10.7 Maxima / minima / other

For the function $f(x,y)=2 x^2 + y^2 - 4 x y - 20 y + 3$

1. Compute the following derivatives:
   
   $f_x (x,y)$ =$2*2x+0-4y-0+0=$$4x-4y$
   
   
   
   $f_y(x,y)$ =$0+2y-4x-20+0=$$2y-4x-20$
   
   
   
   $f_{xx}(x,y)$ =$\frac{\del}{\del x}(4x-4y)=$4
   
   
   
   $f_{yy}(x,y)$ =$\frac{\del}{\del y}(2y-4x-20)=$2
   
   
   
   $f_{xy}(x,y)$ =$\frac{\del}{\del y}(f_x)=\frac{\del}{\del y}(4x-4y)=$ -4
2. Give $x$- and $y$-values for any critical points of $f(x,y)$.
   Critical points occur when:
   $$f_x=0=4x-4y\ \Rightarrow\ x=y$$ AND $$f_y=0=2y-4x-20\ \Rightarrow 10=y-2x$$ Substituting $x=y$ in to $10=y-2x=x-2x=-x\ \Rightarrow \ x=-10$ and $y=-10$. There is a critical point at (-10,-10).
3. For each critical point, determine whether $f(x,y)$ has a local maximum at that point, a local minimum, or neither.
   Using $f(x,y)=f(x,y)=2 x^2 + y^2 - 4 x y - 20 y + 3$, calculate some values near the critical point:

   	-11	-10	-9	$x$
   -9	110	104	102
   -10	105	103	105
   -11	102	104	110
   $y$

   Looks like it's a minimum. Even though $f_{xx}=4$ and $f_{yy}=2$ are both positive--concave up, it still appears that in one of the diagonal directions, $f$ is going *down*.

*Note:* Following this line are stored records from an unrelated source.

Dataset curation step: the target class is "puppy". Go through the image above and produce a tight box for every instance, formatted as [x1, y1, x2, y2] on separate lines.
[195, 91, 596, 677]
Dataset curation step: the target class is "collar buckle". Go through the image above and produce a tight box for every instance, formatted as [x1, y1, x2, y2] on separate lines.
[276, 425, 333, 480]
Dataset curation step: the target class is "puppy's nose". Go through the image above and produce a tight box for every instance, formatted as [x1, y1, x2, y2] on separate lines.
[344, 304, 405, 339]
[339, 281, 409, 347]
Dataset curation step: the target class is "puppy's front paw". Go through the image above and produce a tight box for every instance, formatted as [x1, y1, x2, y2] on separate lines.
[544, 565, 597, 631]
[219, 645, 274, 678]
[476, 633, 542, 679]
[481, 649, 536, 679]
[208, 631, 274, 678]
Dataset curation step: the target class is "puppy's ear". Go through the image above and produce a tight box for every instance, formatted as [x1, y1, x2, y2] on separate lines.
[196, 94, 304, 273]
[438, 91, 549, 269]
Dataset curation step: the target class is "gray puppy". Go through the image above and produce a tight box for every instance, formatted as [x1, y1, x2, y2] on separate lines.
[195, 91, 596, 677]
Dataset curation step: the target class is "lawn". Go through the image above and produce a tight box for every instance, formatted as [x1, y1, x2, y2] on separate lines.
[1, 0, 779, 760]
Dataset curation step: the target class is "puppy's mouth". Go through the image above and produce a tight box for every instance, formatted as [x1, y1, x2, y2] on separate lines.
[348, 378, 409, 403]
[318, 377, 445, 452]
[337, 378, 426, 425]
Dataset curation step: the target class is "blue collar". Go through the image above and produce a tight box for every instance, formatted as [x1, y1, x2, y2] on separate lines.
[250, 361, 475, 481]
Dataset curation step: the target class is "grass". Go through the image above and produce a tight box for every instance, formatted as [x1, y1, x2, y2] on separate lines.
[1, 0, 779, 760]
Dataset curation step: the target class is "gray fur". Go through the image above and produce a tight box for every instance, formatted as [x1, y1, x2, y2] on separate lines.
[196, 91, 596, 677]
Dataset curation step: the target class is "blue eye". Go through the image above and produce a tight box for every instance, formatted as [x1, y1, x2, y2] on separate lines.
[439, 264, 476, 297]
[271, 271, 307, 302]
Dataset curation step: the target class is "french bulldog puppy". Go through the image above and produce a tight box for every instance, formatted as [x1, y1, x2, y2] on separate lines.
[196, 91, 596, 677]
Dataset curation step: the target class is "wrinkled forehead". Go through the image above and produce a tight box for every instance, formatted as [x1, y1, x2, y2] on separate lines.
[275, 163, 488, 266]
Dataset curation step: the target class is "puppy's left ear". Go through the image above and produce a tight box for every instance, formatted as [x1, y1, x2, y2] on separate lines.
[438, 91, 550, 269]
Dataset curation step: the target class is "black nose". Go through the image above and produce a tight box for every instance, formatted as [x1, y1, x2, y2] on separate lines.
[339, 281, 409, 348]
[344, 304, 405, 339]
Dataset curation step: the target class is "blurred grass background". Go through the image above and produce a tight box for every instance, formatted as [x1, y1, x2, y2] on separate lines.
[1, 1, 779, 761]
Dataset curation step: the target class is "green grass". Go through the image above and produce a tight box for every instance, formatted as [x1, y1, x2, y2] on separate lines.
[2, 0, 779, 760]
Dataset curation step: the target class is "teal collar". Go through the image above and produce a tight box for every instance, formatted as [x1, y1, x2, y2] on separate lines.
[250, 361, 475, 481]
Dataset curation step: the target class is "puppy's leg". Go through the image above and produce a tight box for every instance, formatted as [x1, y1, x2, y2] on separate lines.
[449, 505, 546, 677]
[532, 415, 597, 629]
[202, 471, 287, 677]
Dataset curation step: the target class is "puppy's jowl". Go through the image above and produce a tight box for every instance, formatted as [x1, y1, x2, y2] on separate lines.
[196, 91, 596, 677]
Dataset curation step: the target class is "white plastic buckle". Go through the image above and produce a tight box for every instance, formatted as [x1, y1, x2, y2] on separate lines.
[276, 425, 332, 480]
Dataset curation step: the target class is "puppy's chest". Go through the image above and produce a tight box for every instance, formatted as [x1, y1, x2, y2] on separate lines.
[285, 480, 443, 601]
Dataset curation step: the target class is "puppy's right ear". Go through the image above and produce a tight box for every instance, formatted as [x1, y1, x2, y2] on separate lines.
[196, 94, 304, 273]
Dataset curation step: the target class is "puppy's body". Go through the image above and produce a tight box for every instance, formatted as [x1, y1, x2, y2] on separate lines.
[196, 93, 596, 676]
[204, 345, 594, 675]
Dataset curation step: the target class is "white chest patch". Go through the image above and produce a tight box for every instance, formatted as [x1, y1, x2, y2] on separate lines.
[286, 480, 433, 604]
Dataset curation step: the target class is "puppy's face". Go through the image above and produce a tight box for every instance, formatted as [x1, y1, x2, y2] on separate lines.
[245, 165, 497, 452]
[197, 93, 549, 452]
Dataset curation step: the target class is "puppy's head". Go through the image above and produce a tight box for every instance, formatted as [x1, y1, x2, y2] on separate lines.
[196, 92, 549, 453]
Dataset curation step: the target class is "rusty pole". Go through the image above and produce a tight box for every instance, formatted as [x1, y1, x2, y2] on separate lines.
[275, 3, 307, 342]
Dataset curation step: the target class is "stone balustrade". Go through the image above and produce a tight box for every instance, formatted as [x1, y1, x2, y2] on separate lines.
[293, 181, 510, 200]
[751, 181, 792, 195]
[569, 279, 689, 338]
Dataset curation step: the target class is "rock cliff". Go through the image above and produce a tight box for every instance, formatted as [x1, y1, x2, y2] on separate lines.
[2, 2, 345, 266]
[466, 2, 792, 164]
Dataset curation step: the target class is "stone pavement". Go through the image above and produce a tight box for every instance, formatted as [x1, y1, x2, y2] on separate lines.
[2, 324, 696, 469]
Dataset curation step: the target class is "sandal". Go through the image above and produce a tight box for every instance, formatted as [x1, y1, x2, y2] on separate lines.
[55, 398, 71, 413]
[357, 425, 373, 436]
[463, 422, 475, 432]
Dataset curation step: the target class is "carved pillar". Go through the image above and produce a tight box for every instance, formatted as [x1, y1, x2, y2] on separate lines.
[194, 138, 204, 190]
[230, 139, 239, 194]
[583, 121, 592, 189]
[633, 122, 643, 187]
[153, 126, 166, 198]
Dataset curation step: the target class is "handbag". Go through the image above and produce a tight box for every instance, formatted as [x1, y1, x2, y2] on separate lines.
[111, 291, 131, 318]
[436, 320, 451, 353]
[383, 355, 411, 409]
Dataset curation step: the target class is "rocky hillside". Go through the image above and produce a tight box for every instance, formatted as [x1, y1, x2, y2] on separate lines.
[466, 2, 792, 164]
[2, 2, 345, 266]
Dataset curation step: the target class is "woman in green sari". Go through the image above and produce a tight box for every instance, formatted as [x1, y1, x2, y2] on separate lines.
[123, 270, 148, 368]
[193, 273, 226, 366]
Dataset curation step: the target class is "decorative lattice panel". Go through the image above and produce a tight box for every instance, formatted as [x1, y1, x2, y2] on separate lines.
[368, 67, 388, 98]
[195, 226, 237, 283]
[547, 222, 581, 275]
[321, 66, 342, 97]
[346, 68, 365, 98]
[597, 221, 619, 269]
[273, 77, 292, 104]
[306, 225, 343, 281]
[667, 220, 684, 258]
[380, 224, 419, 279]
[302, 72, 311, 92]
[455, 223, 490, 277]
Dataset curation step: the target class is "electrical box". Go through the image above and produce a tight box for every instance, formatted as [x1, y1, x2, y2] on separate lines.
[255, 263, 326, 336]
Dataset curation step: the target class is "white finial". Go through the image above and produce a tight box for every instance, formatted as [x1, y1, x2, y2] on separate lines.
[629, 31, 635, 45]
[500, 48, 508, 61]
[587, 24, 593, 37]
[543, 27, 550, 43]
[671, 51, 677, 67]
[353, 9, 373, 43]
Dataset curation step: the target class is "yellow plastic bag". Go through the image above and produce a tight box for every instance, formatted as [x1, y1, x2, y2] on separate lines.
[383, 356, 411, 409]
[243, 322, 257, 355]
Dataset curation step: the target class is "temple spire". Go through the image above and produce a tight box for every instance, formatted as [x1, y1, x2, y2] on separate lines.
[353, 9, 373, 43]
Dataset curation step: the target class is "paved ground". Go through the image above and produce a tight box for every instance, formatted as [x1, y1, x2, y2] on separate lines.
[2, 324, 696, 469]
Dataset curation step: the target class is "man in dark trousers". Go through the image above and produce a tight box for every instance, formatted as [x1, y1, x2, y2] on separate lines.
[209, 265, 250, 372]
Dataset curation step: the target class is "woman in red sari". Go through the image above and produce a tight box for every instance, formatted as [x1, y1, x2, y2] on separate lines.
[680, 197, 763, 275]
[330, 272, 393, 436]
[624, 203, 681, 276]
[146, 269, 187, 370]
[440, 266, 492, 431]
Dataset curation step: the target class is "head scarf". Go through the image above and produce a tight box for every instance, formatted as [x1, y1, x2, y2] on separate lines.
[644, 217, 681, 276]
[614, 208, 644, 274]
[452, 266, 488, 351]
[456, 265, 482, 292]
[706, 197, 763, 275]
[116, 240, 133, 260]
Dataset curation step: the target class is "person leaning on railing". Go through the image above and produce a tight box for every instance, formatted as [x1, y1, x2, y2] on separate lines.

   Using the second derivative test: $$D=f_{xx}f_{yy}-(f_{xy})^2=2\cdot 4-(-4)^2=8-16=-8.$$ If $D\lt 0$ that means we have neither a maximum nor a minimum. In this case we have a saddle point.

4. Make a contour plot (SageMath) and confirm your answer about the critical point.